• http://www.michael-martinez.com/ Michael Martinez

    “But because we all now live in a multi-platform world, there’s a very real chance that should such “paid priority” system take hold it would result in higher prices for consumers”

    ONLY the consumers who actually use those services would be hit by the higher fees, WHEREAS the braindead FCC has now opened the door to raising fees for ALL consumers regardless of whether they use said bandwidth-hogging services.

    This is why Net Neutrality has always been a lie. It is a way for commercial application providers to artificially reduce the costs of their businesses. They are literally taxing ALL consumers to underwrite or subsidize the bandwidth usage of a few consumers.

    Tiered pricing is, in fact, the ONLY way to make the Internet truly neutral and fair to all. Let those who use the bandwidth pay for it and charge their customers rather than force the rest of us to pay for the bandwidth we are not using.

  • Dwayne Rosenfeld

    I really can’t stand these “Net Neutrality” arguments.

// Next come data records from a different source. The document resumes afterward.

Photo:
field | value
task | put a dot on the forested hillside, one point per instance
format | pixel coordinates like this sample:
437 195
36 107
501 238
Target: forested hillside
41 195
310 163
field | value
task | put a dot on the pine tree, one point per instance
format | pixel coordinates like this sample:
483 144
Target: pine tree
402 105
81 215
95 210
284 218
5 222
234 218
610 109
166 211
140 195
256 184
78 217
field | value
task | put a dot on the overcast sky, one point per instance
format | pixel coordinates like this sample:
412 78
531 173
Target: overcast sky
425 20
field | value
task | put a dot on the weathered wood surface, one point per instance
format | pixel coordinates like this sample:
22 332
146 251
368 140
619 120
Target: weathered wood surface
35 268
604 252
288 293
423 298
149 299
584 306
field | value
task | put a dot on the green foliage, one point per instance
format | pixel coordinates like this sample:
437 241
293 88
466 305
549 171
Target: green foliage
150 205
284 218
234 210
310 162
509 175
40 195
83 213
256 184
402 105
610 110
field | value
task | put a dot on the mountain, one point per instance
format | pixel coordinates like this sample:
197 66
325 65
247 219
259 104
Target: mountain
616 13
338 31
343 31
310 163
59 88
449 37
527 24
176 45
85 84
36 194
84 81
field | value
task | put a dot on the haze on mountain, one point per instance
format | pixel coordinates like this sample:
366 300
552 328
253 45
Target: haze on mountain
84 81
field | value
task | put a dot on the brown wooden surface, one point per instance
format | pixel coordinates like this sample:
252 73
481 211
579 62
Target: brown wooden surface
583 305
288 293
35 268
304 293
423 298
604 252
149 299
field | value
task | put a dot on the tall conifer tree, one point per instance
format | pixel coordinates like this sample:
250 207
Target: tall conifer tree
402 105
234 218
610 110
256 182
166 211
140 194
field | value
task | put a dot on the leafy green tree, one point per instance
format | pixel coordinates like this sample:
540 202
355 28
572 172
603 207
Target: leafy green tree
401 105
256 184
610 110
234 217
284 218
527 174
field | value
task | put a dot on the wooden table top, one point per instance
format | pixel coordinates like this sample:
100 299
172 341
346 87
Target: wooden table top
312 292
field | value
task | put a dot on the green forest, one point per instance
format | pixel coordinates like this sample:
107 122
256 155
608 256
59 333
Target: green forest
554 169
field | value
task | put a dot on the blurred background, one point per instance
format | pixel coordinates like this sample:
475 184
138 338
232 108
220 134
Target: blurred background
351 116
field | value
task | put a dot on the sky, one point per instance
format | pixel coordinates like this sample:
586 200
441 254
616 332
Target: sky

If Netflix is charged more for its customer base hoging bandwidth that a service provider has invested in, then Netflix can either raise its price or absorb the cost. If Netflix raises its price, aren’t I free to switch to Amazon, Google, Hulu, or the dozen or so other streaming content vendors.

    If I buy an SUV and somebody else buys an Honda, should we complain to the government to force the manufacturers to make sure that there is no difference in the miles per gallon of the vehicles. I could understand the argument if the costs to Netflix were so egregious such that it was impossible for the company to make a margin. However, last time I checked, Netflix was making oodles of money leveraging a distribution cost (the internet) that they are not adequately and equitably being charged for.

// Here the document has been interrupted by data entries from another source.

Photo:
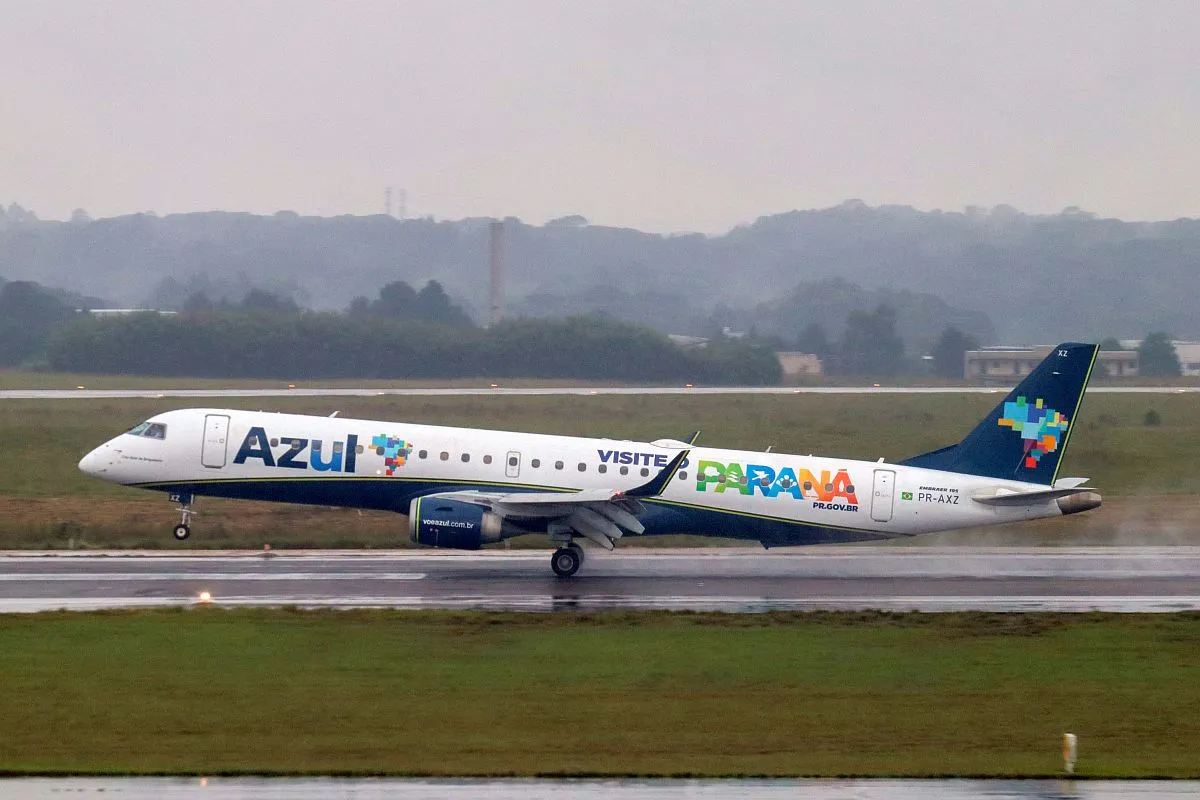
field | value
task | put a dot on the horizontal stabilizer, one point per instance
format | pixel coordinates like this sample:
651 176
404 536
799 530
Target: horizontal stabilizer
1008 498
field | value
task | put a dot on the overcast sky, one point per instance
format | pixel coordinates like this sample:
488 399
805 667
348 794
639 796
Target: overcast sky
658 115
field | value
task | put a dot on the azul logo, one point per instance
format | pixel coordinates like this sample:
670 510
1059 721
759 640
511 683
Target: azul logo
395 451
299 453
802 483
1041 427
628 457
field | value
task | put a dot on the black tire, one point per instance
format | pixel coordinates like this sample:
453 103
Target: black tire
565 561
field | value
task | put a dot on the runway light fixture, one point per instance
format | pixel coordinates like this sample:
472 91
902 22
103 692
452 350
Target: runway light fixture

  • http://mauricewalshe mauricewalshe

    @Michael Martinez, do you think that tiered pricing would save ISP doing sweetheart deals? (I spent 15 years working for a big telco – trust me on this you realy realy dont want to go there)

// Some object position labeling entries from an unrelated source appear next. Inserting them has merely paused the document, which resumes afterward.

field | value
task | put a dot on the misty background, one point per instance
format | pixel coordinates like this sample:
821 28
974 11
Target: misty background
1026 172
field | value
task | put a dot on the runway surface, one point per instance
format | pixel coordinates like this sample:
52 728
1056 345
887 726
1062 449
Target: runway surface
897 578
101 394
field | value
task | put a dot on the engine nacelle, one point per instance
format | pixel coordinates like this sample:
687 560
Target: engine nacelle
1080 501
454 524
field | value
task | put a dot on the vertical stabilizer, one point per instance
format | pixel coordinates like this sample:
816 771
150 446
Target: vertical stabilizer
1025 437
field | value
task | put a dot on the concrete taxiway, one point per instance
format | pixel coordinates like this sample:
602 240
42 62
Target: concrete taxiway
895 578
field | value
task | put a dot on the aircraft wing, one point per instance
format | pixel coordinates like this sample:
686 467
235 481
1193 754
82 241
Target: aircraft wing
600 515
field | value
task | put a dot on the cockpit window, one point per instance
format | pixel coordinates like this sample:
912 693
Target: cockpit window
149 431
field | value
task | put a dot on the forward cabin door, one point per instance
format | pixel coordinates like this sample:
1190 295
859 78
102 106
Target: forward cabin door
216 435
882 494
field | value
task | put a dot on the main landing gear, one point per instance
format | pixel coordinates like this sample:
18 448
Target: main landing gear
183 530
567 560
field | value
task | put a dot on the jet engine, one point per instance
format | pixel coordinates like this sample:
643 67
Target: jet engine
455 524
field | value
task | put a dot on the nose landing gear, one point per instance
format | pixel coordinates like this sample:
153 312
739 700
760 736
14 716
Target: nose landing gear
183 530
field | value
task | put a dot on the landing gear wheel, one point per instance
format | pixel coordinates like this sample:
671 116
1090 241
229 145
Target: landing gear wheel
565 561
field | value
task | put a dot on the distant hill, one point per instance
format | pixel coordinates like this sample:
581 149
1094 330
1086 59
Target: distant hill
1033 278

    BTW “reasonable” has a specific legal meaning – if your going to comment on this you really should understand the concept of “reasonableness” before commenting on NN.


    eg it would be reasonable to use reasonable traffic management to stop the Jacks and Emma’s of the world loading up Daddys company laptop with limewire and saturating the contended link, it would be unreasonable to say slow down access to Google to favor Bing or to slow access to the Guardian or The Times – or in extreme cases site like wikileaks.

    the problem is the federal nature of the states stops the FCC from actually regulating properly – compounded by the very poor way in which mobile has been handled.

    @Dwayne bad argument its more like say making a car running badly if you use a different brand of petrol.

  • http://www.michael-martinez.com/ Michael Martinez

    @mauricewalshe What I care about is not having to pay for someone else’s profitability. Trust me, YOU don’t want to go there.

    If you think you DO want to go there, then just send me your address and I’ll start sending all my utility bills to you. You can pay them and I’ll continue using the utilities.